The article seems quite editorialized, shifting between describing "large-scale AI models" and "neural network-based approaches".
The underlying paper itself is more precise, comparing against LUAR, a 2021 method based on bert-style embeddings (i.e. a model with 82M parameters, which is 0.2% the size of e.g. the recent OS Gemma models). I don't fault the authors of the paper at all for this, their method is interesting and more interpretable! But you can check the publication history, their paper was uploaded originally in 2024: https://arxiv.org/abs/2403.08462
A good example of why some folks are bearish on journals.
"AI bad" seems to sell in some circles, and while there are many level-headed criticisms to be made of current AI fads, I don't think this qualifies.
If there's one problem that LLMs have solved, it's language. While an LLM may hallucinate, it does so in grammatically correct English sentences. Additionally, even the local version of gemma-4-26B can seamlessly switch between languages in the midst of a conversation while maintaining context. That's perhaps the most exciting part for me: We have a bonafide universal translator (that's Star Trek territory) and people seem more focused on its factual accuracy.

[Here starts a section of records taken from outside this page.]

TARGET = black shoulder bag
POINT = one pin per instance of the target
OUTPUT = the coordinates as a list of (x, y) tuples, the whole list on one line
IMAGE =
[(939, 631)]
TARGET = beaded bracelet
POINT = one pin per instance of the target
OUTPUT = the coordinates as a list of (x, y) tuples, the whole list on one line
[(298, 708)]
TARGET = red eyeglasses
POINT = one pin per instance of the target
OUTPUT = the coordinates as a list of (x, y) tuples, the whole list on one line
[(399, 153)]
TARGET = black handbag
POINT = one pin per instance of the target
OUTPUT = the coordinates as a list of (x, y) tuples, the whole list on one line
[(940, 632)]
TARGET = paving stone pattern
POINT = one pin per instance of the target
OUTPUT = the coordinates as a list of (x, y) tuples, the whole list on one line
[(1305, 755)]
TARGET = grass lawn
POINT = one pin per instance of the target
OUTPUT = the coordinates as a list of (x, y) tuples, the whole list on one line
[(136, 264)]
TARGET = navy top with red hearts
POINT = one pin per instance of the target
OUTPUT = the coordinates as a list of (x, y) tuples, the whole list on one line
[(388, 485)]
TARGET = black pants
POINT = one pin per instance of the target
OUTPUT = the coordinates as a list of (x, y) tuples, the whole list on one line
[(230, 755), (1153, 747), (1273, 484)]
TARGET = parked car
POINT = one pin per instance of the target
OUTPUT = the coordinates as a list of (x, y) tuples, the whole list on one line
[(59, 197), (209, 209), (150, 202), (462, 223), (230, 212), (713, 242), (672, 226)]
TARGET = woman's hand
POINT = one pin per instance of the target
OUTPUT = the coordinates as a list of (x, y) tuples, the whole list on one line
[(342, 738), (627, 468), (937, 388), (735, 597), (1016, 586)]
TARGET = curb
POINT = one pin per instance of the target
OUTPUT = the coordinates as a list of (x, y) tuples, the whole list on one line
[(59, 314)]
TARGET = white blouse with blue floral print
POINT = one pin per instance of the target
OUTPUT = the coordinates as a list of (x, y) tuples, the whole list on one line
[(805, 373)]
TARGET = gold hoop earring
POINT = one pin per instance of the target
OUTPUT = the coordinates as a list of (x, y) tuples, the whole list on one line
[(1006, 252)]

I might be misinterpreting but the LUAR model (which is a transformer) seems to do decently well
https://www.nature.com/articles/s41599-025-06340-3/figures/2
I wonder if this approach can be used to determine whether a text was generated by a specific LLM.
Ha! To think that we're finally back to asking ourselves why we are using generative models for categorization and extraction. I wonder how much money has collectively been wasted by companies wittling away at square pegs.
It should be obvious that LLMs would be able to beat this with ease. Not sure why this paper deliberately skipped comparing to current LLMs
Example of LLMs doing well in similar tasks: https://arxiv.org/abs/2602.16800
Using LLMs for everything is going to be seen as a big fad in a few years. First we try them for everything, then we find what use cases actually make sense, then we scale back. Woe betide our 401(k)s when it happens, though.